Although Mars Express has been in orbit around Mars since December 2003, scientists have so far only analysed a fraction of the data the PFS has produced.

Researchers say this is because they are still coming to terms with the complexities of the PFS as well as coping with some nagging power problems on Mars Express.

So far the PFS has observed a depletion of carbon dioxide and an enrichment of water vapour over some of the large extinct volcanoes on Mars.

But it is the detection of minor compounds, possible in the sensors high-resolution mode, which are causing excitement.
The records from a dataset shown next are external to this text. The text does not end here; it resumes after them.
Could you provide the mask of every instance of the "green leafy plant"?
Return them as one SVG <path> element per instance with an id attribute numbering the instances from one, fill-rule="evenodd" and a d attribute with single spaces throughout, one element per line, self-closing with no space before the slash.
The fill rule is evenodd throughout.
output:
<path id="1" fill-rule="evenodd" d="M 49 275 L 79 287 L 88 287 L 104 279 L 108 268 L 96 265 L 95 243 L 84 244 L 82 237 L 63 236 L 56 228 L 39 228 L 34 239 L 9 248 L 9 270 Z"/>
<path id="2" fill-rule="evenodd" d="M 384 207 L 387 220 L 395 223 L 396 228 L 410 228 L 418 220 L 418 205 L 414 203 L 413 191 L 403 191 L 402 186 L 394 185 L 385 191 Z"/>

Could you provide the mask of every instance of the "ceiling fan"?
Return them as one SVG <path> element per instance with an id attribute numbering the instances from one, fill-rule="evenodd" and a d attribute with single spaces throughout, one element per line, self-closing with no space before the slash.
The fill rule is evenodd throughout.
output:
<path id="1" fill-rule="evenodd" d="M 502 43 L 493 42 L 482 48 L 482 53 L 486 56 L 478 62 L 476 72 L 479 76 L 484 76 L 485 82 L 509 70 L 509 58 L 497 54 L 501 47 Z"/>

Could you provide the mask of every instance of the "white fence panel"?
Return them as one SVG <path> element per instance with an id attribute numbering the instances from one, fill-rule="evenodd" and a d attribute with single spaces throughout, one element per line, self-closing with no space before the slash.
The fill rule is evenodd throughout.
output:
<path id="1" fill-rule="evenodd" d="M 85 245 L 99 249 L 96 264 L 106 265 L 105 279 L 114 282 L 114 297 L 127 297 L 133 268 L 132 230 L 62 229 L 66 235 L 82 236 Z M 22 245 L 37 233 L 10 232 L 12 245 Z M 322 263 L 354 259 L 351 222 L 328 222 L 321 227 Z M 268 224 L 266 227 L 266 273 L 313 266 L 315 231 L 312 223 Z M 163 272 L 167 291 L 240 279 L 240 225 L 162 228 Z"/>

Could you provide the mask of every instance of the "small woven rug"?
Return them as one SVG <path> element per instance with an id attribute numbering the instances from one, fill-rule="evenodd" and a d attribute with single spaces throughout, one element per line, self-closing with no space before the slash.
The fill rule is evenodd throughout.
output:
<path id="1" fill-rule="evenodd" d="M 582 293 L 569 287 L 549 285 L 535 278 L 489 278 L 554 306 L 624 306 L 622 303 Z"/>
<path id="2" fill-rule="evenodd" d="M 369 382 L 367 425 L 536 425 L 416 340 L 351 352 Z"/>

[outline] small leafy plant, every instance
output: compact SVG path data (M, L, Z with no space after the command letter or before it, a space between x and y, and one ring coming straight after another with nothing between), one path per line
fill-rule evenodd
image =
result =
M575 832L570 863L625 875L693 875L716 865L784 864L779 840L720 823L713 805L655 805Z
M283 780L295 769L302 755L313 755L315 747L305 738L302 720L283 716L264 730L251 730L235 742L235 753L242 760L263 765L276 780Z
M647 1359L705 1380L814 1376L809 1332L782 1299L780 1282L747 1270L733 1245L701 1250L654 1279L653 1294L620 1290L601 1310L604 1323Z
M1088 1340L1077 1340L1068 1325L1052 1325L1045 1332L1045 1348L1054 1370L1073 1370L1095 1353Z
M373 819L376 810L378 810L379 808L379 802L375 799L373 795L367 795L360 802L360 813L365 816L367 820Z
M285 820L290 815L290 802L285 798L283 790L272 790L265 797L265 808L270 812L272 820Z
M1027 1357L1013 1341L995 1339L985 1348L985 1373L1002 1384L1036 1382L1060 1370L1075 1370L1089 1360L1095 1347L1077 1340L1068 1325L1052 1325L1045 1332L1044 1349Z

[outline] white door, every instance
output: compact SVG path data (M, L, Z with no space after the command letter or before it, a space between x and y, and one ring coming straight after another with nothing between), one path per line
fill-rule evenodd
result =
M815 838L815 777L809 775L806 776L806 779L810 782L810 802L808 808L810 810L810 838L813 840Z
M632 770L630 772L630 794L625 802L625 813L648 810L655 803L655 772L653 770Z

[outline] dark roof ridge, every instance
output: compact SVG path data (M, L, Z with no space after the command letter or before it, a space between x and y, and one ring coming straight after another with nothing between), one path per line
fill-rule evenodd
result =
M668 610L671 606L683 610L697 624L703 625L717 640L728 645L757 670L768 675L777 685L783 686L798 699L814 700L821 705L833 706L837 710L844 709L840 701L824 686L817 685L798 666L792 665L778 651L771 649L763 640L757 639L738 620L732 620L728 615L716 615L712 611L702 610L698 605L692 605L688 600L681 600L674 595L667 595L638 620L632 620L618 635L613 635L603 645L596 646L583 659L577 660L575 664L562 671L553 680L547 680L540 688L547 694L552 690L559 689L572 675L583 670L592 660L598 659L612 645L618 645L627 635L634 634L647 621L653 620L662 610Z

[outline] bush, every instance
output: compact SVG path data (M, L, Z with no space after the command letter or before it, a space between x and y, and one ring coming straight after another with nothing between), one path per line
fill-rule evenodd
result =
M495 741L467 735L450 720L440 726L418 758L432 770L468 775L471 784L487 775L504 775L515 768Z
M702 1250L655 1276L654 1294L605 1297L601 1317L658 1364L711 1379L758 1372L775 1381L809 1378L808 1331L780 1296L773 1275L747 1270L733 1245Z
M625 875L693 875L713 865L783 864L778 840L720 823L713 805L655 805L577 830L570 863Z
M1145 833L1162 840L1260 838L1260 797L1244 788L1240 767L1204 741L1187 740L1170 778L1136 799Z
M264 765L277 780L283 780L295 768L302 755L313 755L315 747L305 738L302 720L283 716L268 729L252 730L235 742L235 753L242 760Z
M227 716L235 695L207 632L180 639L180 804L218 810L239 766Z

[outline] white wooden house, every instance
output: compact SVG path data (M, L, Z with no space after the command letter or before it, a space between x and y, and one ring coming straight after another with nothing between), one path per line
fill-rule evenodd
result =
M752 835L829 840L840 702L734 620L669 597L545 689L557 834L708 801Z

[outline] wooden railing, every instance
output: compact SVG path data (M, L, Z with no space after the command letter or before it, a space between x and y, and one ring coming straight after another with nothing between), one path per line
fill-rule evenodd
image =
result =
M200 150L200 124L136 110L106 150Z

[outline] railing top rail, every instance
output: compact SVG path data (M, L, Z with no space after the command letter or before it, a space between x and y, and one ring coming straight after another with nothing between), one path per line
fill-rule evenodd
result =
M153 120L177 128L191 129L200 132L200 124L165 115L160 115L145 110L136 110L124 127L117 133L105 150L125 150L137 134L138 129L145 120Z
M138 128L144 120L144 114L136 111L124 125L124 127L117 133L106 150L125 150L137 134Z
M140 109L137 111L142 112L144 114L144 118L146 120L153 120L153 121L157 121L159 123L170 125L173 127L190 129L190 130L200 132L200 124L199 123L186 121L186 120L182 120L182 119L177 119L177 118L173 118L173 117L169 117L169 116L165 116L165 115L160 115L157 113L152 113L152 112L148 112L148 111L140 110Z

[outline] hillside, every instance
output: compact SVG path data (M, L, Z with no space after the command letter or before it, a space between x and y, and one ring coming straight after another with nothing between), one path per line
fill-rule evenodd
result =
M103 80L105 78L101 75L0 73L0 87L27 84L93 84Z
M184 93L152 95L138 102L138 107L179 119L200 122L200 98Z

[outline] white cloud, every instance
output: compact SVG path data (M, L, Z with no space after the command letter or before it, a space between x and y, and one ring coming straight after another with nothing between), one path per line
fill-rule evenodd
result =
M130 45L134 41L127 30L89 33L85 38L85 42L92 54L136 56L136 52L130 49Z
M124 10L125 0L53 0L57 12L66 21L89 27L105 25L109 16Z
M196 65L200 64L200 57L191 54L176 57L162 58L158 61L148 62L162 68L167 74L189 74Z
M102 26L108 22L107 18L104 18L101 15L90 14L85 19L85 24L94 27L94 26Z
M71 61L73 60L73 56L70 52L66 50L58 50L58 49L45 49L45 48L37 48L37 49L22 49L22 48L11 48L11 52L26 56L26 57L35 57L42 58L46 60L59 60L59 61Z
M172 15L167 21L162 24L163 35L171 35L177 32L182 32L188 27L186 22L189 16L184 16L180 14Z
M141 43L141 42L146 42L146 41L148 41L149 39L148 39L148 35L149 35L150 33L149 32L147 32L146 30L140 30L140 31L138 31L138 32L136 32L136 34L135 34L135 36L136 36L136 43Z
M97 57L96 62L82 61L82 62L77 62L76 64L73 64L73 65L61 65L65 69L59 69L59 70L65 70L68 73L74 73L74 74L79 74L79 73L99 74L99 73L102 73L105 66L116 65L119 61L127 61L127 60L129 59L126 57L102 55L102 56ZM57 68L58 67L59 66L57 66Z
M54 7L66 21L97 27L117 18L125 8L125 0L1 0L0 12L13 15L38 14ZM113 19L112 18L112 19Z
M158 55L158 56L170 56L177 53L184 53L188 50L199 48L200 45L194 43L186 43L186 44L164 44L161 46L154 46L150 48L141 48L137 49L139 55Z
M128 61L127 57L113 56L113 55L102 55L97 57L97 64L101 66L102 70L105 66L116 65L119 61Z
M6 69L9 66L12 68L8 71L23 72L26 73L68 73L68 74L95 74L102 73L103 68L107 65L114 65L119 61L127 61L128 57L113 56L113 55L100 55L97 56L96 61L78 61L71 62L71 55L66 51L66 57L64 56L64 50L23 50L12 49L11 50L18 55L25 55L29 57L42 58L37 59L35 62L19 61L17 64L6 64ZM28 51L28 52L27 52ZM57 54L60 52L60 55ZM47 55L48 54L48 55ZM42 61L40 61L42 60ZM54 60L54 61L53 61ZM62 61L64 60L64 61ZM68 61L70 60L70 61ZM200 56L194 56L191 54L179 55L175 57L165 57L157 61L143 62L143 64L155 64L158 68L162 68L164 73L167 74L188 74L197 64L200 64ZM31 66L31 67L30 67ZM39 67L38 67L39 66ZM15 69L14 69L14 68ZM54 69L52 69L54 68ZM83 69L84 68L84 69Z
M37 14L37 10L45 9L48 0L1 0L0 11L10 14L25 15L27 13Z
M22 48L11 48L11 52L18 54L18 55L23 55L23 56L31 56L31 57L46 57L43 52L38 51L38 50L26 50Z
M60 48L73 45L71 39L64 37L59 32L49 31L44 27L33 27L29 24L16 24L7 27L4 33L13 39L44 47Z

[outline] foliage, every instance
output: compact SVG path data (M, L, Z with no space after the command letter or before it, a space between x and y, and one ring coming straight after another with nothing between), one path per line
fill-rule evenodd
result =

The tentative detection of ammonia comes just a few months after methane was found in the Martian atmosphere. Methane is another gas with a possible biological origin.

Ammonia is not a stable molecule in the Martian atmosphere. If it was not replenished in some way, it would only last a few hours before it vanished.

One possibility the scientists have had to rule out is that the ammonia comes from the air bags of the failed Beagle 2 mission. Analysis has revealed that the suspected ammonia's distribution is not consistent with this explanation.

Life on Mars?

The importance of ammonia is that it is a compound of nitrogen and hydrogen.

Nitrogen is rare in the Martian environment but because no form of terrestrial life can exist without it, the presence of ammonia may indicate that Martian microbial life is hoarding it.

"There are no known ways for ammonia to be present in the Martian atmosphere that do not involve life," the Nasa scientist said.

The twin US rovers that landed on the Red Planet in January will be unable to answer the question of the ammonia's origin as they are designed for geological work.

But future missions could include sensors to analyse the ammonia to determine if it has a biological or volcanic origin. Lava deposited on to the surface, or released underground, could produce the gas.

But, so far, no active volcanic hotspots have been detected on the planet by the many spacecraft currently in orbit.